Distribution of control participants by BI-RADS categories and percent density (PD) values yielded by each quantitative method. *Density readings taken on the left cranio-caudal view (CC) except for BI-RADS, for which the four breasts/views were used to provide a single score per woman, and Quantra, which aggregated data from the CC and medio-lateral oblique view to provide a single measurement per breast.

PD measurements from the four fully-automated methods were strongly correlated with those produced by the semi-automated Cumulus (r >0.77 for all; see Additional file 2: Figure S3), mainly driven by strong correlations for breast size (r >0.93 for all; Additional file 2: Figure S5) as the corresponding correlations for absolute density were weaker (r ≤0.41 except, as expected, for strong ImageJ-based versus Cumulus correlation (r = 0.90)); Additional file 2: Figure S4). Pair comparisons of PD values yielded by the quantitative methods were high (r from 0.76 (SXA-Volpara) to 0.92 (ImageJ-Cumulus)) (see Additional file 3: Table S1), with 47% and 66% of the controls being classified in the same quintile and between 87% and 97% in the same ±1 quintile (see Additional file 3: Table S2).

The PD distributions across breasts and views had a similar shape but estimates were slightly higher for the right breast for all quantitative methods, and for the CC view for those that produced readings for both views (see Additional file 3: Table S3), reflecting mainly between breast/view differences in breast size.

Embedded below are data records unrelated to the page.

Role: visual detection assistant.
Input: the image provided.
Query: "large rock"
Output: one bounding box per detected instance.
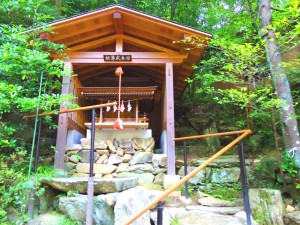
[96,154,108,164]
[164,208,251,225]
[59,195,114,225]
[80,138,107,150]
[106,140,116,153]
[152,154,167,167]
[64,162,76,173]
[116,172,154,184]
[118,139,132,149]
[198,196,234,207]
[284,211,300,225]
[178,166,208,184]
[132,137,155,152]
[43,177,138,194]
[210,167,241,184]
[123,154,132,163]
[186,205,244,215]
[151,167,167,175]
[129,152,153,166]
[116,163,129,173]
[114,188,150,225]
[76,163,117,175]
[129,164,153,173]
[153,173,165,185]
[27,213,69,225]
[193,155,253,168]
[79,150,100,163]
[249,189,284,225]
[107,154,123,165]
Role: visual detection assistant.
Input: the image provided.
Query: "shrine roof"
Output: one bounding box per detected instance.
[47,5,211,97]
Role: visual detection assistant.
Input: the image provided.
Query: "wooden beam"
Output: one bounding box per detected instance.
[70,35,117,52]
[113,12,123,34]
[40,32,53,42]
[79,68,115,81]
[116,38,123,52]
[51,51,188,59]
[165,63,176,175]
[64,29,112,48]
[54,62,72,169]
[63,58,183,66]
[123,35,178,54]
[54,22,111,41]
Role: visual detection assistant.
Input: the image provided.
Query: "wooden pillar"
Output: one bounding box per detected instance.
[54,62,72,169]
[164,63,176,175]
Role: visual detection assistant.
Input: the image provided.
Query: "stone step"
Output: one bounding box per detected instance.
[42,177,138,194]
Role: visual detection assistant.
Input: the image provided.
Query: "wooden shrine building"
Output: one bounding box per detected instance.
[46,5,211,175]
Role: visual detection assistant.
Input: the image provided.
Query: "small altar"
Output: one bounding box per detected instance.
[79,86,157,130]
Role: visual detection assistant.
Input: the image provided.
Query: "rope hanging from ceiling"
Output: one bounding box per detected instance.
[114,66,124,130]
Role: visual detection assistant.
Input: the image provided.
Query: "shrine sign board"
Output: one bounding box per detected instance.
[104,55,132,62]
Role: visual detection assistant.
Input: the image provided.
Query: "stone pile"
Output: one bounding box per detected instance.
[65,138,167,184]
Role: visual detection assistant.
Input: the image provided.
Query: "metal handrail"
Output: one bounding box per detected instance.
[123,130,251,225]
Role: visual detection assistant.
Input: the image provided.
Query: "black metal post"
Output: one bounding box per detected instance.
[157,202,164,225]
[183,141,189,199]
[238,137,251,225]
[33,118,42,173]
[86,109,95,225]
[27,118,42,219]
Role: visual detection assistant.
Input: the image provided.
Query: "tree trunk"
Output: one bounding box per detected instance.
[259,0,300,167]
[55,0,62,19]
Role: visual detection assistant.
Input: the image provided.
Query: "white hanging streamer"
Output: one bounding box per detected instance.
[106,101,110,112]
[120,100,125,112]
[114,101,118,112]
[127,100,132,112]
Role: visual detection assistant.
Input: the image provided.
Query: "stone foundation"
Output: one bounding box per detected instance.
[65,137,167,184]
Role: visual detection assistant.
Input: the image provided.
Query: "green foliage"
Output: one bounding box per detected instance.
[281,153,299,178]
[170,216,180,225]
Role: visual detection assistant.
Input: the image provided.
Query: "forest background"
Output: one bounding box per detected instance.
[0,0,300,222]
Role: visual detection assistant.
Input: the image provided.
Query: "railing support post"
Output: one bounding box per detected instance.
[238,135,251,225]
[157,202,164,225]
[183,141,189,199]
[86,109,95,225]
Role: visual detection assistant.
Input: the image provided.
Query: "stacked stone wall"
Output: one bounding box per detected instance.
[65,138,167,184]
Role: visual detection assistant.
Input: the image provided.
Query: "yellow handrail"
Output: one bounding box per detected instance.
[23,102,117,119]
[123,130,251,225]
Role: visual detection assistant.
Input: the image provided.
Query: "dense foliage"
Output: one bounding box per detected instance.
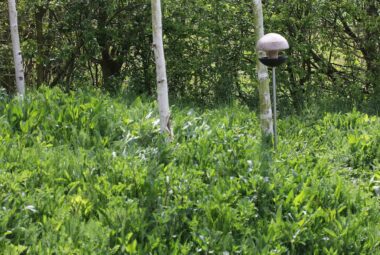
[0,88,380,254]
[0,0,380,113]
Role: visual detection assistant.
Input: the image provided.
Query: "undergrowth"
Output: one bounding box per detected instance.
[0,88,380,255]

Both intra-observer agreement for BI-RADS (k >0.80) and intra-reader reliability for Cumulus (99% for breast area, 90% for PD and 87% for dense area) were high. The reliability of PD measurements based on a single film (ICC >0.84 for all) and on the left-right mean (ICC >0.91) were high for all quantitative methods regardless of view, driven by very high reliability for breast size (ICC for all methods: >0.93 for a single film; >0.96 for left-right mean) but somewhat lower for absolute density (see Additional file 3: Table S3).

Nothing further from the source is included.